2. What is the approximate surface temperature of the heating element? 3. How long does it take for the heater to raise the temperature of 1 L of water from 14°C to boiling temperature?

Step-by-step solution

Calculate the heat required to raise the temperature of half a liter of water to boiling temperature.

To raise the temperature of half a liter (500 g) of water from 14°C to boiling temperature, we need to determine the amount of heat, Q, required using the formula Q = mcΔT: - m: mass of water (0.5 kg) - c: specific heat capacity of water (approximately 4200 J/(kg·K)) - ΔT: change in temperature (100 - 14 = 86°C) Q = (0.5 kg) × (4200 J/(kg·K)) × (86 K) ≈ 180600 J

Calculate the rate of heat transfer for the evaporation process.

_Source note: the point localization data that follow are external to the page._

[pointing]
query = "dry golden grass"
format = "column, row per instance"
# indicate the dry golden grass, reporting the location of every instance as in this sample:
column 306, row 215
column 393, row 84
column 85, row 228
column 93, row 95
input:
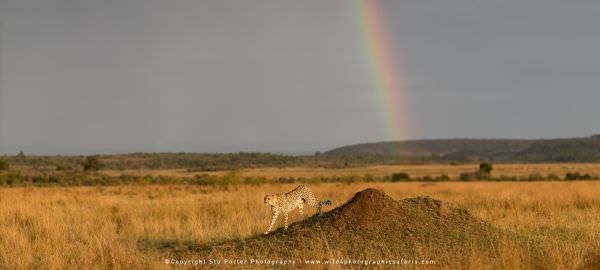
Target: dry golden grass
column 125, row 227
column 453, row 171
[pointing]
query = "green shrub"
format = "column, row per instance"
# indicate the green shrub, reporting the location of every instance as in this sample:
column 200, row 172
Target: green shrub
column 397, row 177
column 91, row 163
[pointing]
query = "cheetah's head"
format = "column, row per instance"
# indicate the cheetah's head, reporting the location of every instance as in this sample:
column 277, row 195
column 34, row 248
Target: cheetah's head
column 270, row 199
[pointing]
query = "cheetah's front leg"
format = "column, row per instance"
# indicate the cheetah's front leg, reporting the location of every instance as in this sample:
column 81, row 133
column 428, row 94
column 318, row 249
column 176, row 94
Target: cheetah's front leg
column 274, row 214
column 301, row 209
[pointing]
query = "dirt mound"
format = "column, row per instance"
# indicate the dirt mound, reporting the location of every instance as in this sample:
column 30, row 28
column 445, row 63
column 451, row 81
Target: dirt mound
column 374, row 226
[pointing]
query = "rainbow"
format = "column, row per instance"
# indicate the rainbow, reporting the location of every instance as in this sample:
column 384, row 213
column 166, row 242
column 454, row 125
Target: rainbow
column 386, row 79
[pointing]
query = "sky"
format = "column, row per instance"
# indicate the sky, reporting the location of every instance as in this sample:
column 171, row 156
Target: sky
column 282, row 76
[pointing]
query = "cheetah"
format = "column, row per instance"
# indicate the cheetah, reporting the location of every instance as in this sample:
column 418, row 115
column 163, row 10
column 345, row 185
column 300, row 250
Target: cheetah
column 284, row 203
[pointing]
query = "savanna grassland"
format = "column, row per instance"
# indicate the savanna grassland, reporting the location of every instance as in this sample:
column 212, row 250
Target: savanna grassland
column 132, row 227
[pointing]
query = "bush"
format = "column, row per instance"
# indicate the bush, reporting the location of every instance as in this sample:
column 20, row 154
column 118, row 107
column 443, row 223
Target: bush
column 91, row 163
column 472, row 176
column 4, row 165
column 397, row 177
column 485, row 168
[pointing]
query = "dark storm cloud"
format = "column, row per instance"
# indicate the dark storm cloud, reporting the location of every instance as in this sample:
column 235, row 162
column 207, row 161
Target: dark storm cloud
column 147, row 75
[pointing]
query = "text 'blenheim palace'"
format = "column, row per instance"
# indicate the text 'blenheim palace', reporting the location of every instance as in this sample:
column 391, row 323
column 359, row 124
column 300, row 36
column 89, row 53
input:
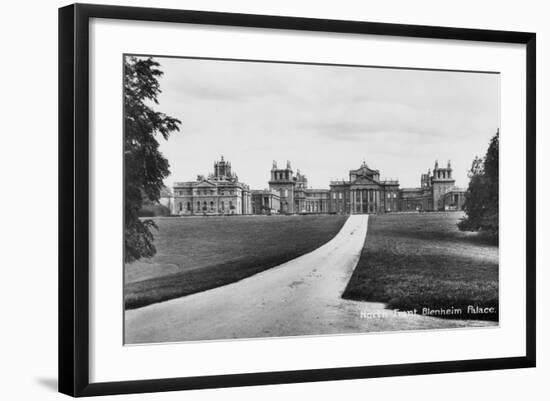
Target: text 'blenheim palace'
column 222, row 193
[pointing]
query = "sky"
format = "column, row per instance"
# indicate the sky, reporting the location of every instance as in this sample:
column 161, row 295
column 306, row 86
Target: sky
column 326, row 120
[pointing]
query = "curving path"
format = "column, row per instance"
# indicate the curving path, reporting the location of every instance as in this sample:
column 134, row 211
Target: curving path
column 300, row 297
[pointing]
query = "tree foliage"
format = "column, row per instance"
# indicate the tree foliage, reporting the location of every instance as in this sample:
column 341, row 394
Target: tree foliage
column 145, row 166
column 481, row 203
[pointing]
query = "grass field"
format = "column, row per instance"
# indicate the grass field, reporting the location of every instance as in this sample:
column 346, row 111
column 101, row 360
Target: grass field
column 423, row 261
column 197, row 254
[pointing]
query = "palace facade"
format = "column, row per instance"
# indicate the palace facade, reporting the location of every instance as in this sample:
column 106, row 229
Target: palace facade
column 288, row 193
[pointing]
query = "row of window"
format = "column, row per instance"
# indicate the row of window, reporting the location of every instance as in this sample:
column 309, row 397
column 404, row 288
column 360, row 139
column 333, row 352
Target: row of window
column 204, row 206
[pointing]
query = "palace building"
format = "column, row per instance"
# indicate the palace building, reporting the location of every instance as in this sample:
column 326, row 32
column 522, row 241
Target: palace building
column 288, row 193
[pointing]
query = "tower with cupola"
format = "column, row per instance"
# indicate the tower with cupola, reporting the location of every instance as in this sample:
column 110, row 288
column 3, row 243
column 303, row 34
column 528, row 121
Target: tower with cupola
column 441, row 181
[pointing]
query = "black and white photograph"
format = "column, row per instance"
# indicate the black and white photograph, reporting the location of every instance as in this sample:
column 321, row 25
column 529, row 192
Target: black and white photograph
column 279, row 199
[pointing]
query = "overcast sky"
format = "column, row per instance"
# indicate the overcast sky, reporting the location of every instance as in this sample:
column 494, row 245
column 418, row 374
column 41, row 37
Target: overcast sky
column 325, row 119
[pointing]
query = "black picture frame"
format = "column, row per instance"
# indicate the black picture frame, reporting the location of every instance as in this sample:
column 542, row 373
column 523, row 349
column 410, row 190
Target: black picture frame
column 74, row 198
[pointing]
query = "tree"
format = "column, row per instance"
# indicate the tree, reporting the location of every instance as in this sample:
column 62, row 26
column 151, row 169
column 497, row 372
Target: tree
column 481, row 203
column 145, row 166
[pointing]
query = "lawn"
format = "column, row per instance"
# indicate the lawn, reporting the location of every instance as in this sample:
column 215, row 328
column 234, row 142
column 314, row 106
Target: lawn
column 197, row 254
column 415, row 261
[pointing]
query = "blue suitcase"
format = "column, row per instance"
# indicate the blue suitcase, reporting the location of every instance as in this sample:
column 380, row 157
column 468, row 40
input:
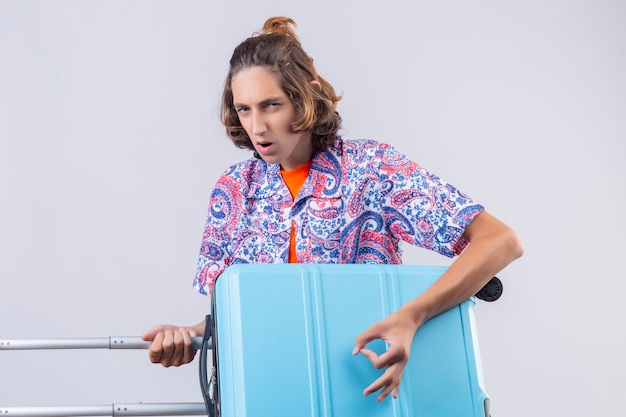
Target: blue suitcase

To evaporate half a liter of water in 32 minutes, we need to find the rate of heat transfer, P, during the evaporation process: - L: latent heat of vaporization of water (approximately 2260 kJ/kg) - t: time taken for the evaporation process (32 * 60 = 1920 s) P = (0.5 kg × 2260 kJ/kg × 1000 J/kJ + 180600 J) / 1920 s ≈ 586 W

Determine the power rating of the electric heating element.

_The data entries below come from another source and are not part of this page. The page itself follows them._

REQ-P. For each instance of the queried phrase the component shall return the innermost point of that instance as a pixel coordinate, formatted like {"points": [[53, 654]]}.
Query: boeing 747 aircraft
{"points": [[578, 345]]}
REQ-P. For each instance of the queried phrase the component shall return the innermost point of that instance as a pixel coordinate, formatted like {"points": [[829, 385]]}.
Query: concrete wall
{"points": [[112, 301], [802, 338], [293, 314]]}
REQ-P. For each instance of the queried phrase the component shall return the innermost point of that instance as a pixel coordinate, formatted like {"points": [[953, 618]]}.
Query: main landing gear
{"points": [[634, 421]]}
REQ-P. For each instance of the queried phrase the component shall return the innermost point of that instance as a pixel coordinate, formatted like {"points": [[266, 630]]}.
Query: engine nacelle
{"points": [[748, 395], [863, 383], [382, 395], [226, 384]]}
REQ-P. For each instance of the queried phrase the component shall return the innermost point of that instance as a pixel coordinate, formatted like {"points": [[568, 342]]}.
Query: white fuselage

Since 586 W is the power required for the evaporation of water, we can assume that this is also the power rating of the electric heating element. Thus, the power rating of the electric heating element is P = 586 W.

Calculate the surface temperature of the heating element.

To find the surface temperature of the heating element, we can use the formula for steady-state conduction through a cylinder: P = (2 * pi * L * k * (T_surface - T_water)) / ln(r_outer/r_inner) Where: - L = length of heating element (30 cm = 0.3 m) - k = thermal conductivity of stainless steel (approximately 18 W/(m·K)) - T_surface = surface temperature of heating element - T_water = temperature of water at boiling point (100°C) - r_outer = outer radius of the heating element (0.2 cm = 0.002 m) - r_inner = inner radius of heating element (applicable only for hollow cylinders, but in our case, assume r_inner to be negligible) We can solve this for T_surface: T_surface = (P * ln(r_outer/r_inner) + T_water * 2 * pi * L * k) / (2 * pi * L * k) + T_water Assuming r_inner to be negligible, the ln(r_outer/r_inner) term becomes ln(1/r_outer) = ln(1/0.002) ≈ 6.21. We can substitute our values: T_surface = (586 W * 6.21 + 100°C * 2 * pi * 0.3 m * 18 W/(m·K)) / (2 * pi * 0.3 m * 18 W/(m·K)) ≈ 152.66°C

Calculate the time required to raise the temperature of 1 L of water to boiling.

Finally, we can find the time required to raise the temperature of 1 L of water from 14°C to boiling temperature by first calculating the heat required, and then dividing by the power of the heating element: Q2 = (1 kg) × (4200 J/(kg·K)) × (86 K) ≈ 361200 J t2 = Q2 / P = 361200 J / 586 W ≈ 616 s So, it will take approximately 616 seconds (or about 10 minutes and 16 seconds) for the heater to raise the temperature of 1 L of water from 14°C to boiling temperature. To summarize: - The power rating of the electric heating element is 586 W. - The surface temperature of the heating element is approximately 152.66°C. - It will take about 10 minutes and 16 seconds for the heating element to raise the temperature of 1 L of water from 14°C to boiling temperature.